Cela dit,  je sais que tu adores ton métier d’attaché de presse.

Je n’ai pas du tout l’intention de l’arrêter alors que je pourrais aujourd’hui parce que mes livres me rapportent suffisamment d’argent. Je ne le fais pas parce que c’est une forme d’équilibre qui me convient très bien et j’ai encore beaucoup d’éditeurs qui me font confiance. Je veux travailler le plus tard possible tant que la santé sera là.

Tu t’es occupé de très nombreux auteurs et tu n’es ami qu’avec cinq au maximum. Je sais que tu n’es pas fasciné par les écrivains, ni par la célébrité.

C’est bien que tu le rappelles. Je suis juste fasciné par les vivants, par les gens qui ont en eux la capacité de s’émerveiller par rapport à la vie et d’être généreux et humain. C’est eux qui me fascinent. Des vivants, il n’y en pas beaucoup chez les auteurs. Ceux que je connais, je les ai gardés comme amis. C’est le cas notamment de Nathalie Rheims, Janine Boissard ou Olivier Poivre d’Arvor. Ils ne sont pas nombreux, je t’assure.

Ton livre est sous-titré, « De l’ombre vers la lumière ».  Je me suis demandé pourquoi, puis, je suis tombé sur cette phrase : « Toute ma solitude, enfant et adolescent, m’a permis de trouver à l’extérieur des personnes qui m’ont, elles aussi, élevé, mais cette fois-ci vers la lumière. Je leur dois d’être un homme heureux aujourd’hui. Même les gens normaux ont droit au bonheur. »

Aller vers la lumière, c’est ce à quoi on rêve tous. Personne, à priori, ne souhaite aller vers les ténèbres. Parce que j’ai fait une analyse très longue, j’ai aujourd’hui tendance à vouloir m’élever plutôt qu’à vouloir me rabaisser. C’est essentiel d’aller vers la lumière.

C’est amusant cette  réflexion parce qu’en 2018, tu as écrit un recueil de nouvelles qui s’intitule La lumière est à moi et en 2019 un livre jeunesse qui s’appelle Inventer les couleurs.

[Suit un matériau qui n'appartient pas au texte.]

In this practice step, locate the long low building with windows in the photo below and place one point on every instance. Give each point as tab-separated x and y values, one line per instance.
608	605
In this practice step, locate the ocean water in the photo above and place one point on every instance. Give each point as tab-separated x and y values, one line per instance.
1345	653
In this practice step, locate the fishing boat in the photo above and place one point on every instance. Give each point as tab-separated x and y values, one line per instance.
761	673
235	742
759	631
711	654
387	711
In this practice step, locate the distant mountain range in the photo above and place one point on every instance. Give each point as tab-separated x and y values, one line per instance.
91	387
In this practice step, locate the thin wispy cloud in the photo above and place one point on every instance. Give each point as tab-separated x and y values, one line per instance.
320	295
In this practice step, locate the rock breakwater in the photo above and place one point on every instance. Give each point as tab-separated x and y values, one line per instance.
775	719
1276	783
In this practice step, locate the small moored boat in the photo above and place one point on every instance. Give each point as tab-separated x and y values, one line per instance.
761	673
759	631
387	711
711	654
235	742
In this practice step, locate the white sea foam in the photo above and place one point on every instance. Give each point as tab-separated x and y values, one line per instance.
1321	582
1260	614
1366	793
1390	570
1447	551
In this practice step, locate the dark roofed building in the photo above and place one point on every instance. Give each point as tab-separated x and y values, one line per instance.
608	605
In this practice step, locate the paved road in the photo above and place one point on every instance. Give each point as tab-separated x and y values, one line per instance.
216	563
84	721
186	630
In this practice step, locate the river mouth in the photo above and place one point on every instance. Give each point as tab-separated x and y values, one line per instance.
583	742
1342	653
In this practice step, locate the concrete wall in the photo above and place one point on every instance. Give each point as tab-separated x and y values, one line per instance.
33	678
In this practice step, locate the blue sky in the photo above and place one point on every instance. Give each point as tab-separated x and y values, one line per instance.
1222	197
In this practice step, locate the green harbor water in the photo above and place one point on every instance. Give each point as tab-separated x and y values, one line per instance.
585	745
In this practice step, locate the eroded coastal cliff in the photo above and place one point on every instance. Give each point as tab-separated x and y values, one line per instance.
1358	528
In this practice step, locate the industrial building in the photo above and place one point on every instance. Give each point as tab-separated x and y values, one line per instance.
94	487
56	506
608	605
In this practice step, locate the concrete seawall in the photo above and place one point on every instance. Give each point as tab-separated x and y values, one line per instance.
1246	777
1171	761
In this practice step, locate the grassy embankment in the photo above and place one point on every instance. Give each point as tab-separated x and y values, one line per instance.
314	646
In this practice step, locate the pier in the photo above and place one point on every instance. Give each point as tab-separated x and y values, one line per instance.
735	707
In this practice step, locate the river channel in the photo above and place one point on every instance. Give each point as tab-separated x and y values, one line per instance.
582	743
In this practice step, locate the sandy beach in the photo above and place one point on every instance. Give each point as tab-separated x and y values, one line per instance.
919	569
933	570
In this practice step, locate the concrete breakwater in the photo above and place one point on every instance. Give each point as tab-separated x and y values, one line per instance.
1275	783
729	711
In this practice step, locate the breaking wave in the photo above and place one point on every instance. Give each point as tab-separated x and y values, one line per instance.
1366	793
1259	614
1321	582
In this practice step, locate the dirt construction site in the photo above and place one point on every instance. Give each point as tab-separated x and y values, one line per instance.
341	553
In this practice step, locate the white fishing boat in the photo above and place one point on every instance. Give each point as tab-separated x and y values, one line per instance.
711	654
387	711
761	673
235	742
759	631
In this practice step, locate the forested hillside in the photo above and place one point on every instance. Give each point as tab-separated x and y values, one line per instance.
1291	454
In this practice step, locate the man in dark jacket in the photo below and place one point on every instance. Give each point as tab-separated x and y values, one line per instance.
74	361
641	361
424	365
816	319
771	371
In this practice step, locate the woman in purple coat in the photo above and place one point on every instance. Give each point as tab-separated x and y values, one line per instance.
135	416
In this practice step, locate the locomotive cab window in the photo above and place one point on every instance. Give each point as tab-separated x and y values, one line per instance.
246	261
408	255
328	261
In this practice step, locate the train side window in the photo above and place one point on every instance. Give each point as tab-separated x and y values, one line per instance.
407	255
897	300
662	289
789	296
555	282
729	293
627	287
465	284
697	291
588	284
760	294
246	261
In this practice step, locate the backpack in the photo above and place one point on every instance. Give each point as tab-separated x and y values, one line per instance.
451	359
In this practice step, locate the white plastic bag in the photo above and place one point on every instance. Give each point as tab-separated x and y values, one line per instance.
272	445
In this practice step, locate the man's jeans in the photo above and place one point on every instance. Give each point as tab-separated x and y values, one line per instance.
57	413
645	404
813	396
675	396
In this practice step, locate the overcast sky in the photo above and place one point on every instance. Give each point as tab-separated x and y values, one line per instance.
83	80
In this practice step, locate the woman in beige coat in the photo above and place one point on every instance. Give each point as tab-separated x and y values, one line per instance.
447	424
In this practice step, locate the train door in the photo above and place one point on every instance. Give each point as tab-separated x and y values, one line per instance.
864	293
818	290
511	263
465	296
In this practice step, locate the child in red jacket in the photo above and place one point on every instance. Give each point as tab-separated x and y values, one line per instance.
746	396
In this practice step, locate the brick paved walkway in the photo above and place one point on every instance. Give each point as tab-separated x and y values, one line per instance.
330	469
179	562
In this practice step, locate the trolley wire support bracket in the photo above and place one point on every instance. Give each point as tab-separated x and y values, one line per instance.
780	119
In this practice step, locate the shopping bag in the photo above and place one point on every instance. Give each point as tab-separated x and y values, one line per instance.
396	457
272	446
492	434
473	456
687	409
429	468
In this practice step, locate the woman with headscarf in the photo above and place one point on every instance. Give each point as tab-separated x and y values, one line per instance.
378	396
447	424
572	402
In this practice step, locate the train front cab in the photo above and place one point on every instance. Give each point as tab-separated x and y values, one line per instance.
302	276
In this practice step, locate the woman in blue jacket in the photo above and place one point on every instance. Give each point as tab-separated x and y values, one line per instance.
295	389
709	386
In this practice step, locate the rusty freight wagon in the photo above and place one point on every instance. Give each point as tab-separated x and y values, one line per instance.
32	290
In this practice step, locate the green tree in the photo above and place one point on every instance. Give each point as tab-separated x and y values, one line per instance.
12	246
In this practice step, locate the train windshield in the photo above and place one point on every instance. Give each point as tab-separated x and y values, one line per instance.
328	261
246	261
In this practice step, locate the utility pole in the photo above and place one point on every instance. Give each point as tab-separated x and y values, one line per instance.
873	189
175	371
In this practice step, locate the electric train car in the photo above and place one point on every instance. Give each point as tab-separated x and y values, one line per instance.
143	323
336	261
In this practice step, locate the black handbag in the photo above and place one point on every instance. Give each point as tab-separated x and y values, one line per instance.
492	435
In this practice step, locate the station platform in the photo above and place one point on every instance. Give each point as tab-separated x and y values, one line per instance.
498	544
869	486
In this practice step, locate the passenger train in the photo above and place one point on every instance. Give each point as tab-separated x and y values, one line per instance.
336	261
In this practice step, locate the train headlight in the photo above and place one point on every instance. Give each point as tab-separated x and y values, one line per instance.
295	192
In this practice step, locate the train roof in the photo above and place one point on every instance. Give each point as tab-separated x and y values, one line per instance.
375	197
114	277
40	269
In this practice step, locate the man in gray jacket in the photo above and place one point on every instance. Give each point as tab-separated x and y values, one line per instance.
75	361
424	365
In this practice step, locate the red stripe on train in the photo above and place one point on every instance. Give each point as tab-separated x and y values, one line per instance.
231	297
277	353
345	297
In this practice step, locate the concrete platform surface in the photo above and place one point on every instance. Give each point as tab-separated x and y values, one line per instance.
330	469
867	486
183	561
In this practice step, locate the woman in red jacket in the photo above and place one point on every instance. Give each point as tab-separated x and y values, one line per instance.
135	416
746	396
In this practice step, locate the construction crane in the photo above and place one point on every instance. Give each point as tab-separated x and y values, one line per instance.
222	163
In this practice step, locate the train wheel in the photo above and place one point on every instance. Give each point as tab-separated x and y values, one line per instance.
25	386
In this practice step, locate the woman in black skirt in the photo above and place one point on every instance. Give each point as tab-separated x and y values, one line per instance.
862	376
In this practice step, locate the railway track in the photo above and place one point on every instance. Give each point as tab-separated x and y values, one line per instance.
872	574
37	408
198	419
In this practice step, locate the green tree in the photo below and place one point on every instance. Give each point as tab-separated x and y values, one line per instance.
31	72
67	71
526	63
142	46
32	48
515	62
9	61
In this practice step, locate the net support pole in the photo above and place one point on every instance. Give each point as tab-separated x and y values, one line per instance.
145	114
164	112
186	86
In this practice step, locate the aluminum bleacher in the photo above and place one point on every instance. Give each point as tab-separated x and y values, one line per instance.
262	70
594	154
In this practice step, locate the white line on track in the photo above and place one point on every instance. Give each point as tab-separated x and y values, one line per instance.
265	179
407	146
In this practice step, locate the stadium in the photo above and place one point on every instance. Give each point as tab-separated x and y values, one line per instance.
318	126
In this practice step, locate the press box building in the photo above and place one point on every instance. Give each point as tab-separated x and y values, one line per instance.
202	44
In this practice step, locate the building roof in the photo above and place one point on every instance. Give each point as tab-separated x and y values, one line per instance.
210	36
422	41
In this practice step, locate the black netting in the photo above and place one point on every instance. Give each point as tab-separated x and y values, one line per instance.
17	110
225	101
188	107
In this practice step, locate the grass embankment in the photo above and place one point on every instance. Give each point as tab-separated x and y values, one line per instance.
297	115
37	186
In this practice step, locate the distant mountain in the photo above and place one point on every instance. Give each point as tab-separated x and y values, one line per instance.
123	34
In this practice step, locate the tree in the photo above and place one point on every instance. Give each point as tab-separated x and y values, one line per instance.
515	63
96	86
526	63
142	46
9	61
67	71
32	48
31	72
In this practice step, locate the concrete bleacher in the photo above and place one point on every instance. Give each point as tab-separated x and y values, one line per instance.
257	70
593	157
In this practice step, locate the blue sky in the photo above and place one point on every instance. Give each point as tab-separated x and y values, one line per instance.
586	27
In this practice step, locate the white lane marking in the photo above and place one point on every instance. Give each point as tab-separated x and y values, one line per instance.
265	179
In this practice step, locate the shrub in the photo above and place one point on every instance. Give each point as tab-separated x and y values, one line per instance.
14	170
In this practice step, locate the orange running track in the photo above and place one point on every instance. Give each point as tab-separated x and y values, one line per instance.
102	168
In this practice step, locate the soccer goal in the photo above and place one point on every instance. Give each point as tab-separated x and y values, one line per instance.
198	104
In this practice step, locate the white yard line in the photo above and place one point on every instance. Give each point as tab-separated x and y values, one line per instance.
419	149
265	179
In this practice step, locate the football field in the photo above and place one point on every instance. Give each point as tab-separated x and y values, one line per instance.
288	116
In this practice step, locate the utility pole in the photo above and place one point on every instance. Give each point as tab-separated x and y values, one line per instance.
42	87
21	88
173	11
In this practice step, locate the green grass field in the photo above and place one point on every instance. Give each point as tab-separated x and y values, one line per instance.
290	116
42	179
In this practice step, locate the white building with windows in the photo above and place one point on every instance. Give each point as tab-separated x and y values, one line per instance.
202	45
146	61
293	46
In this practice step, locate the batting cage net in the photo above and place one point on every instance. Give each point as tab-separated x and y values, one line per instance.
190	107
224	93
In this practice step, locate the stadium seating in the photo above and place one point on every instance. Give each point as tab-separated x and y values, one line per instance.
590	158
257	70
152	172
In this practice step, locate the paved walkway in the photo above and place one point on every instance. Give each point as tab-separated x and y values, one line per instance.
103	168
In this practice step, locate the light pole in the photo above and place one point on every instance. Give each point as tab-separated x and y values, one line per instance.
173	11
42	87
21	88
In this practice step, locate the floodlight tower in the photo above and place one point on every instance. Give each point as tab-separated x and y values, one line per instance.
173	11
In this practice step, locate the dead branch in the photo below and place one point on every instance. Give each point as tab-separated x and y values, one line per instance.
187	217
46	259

Le mot lumière est assez présent dans mes livres parce que j’y crois beaucoup. Tu sais, s’élever, ce n’est pas s’élever seul. C’est emporter les autres avec soi.

Je vais te poser une question nulle. Tu écris dans ce récit : « Une épidémie aurait traversé la planète, je n’en aurais rien su ». Tu as écrit ça avant la pandémie ?

Oui (rires). Personne ne l’a remarqué à part toi. C’est exactement ce que je pensais à l’époque quand j’étais dans les hôpitaux. Mais c’était bien avant le Covid, évidemment.

En écrivant ce livre, tu n’as pas eu peur que cela te ramène à des choses qui auraient pu te refaire tomber en dépression.

Pas moi, mais mes proches, dont Laurent, oui. Cette malédiction de la dépression s’est arrêtée. Mais pour me protéger, quelque que soit mon emploi du temps, je m’octroie toujours dans la journée une dose de légèreté et de bien-être.